Sous de Gaulle, puis sous Pompidou, entre 1959 et 1973, deux exercices seulement sont déficitaires : 1967 et 1968, mais le déficit ne représente alors que 0,3% et 1,1% du PIB. Aujourd'hui de tels résultats feraient saliver les hommes politiques dotés d'un peu de jugeotte. Mais, comme ils sont tout sauf raisonnables, ils ne paraissent pas autrement effrayés par leur gestion calamiteuse, et n'envient pas l'époque où une saine gestion était encore bénéfique pour tout le monde. Le déficit budgétaire a atteint 3,4% en 2008 et devrait  doubler en 2009... 

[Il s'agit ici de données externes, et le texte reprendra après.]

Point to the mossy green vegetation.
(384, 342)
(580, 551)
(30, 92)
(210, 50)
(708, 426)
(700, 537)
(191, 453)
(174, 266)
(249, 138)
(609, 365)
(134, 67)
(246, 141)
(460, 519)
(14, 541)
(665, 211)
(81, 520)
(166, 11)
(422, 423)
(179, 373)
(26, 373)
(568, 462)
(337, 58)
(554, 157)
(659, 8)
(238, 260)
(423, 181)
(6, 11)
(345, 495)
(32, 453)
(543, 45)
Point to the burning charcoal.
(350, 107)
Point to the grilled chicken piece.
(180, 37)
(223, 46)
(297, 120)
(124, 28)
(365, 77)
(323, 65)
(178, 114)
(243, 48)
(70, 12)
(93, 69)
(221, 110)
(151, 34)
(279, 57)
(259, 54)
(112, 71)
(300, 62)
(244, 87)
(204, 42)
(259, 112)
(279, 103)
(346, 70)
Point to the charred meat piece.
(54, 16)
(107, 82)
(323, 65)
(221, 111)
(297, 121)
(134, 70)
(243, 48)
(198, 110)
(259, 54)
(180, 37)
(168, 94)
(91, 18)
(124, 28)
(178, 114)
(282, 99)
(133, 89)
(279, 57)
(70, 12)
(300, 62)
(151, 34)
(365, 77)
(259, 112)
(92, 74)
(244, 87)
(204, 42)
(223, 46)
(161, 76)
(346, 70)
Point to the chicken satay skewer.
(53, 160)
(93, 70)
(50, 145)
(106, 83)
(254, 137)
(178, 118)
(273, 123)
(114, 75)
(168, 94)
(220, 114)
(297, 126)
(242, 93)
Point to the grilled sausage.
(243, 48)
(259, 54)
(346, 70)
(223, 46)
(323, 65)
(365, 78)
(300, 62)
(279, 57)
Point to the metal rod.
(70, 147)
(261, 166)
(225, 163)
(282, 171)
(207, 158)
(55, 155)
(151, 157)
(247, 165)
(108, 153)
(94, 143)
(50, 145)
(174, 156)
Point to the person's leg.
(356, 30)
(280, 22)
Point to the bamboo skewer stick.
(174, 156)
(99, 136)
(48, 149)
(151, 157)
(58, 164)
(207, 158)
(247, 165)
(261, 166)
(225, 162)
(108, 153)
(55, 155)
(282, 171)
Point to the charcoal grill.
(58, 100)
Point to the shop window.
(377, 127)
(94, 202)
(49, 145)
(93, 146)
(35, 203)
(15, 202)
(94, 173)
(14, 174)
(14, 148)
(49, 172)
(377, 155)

Dans ces conditions il n'est pas étonnant que la dette publique et que les prélèvements obligatoires aient tous deux augmentés, la dette publique n'étant rien d'autre qu'un impôt différé dans le temps. Si l'on en croit l'INSEE, la dette publique française, tableau 3.341 (ici), est passée en 20 ans, de 1978 à 2008, de 21,1% à  67,4% du PIB. A la fin du deuxième trimestre de 2009, il atteint même déjà 73,9% du PIB, plan de relance inutile - sans réelle diminution des dépenses -, d'un total de 65 milliards d'euros (ici), oblige. Et ce n'est pas fini...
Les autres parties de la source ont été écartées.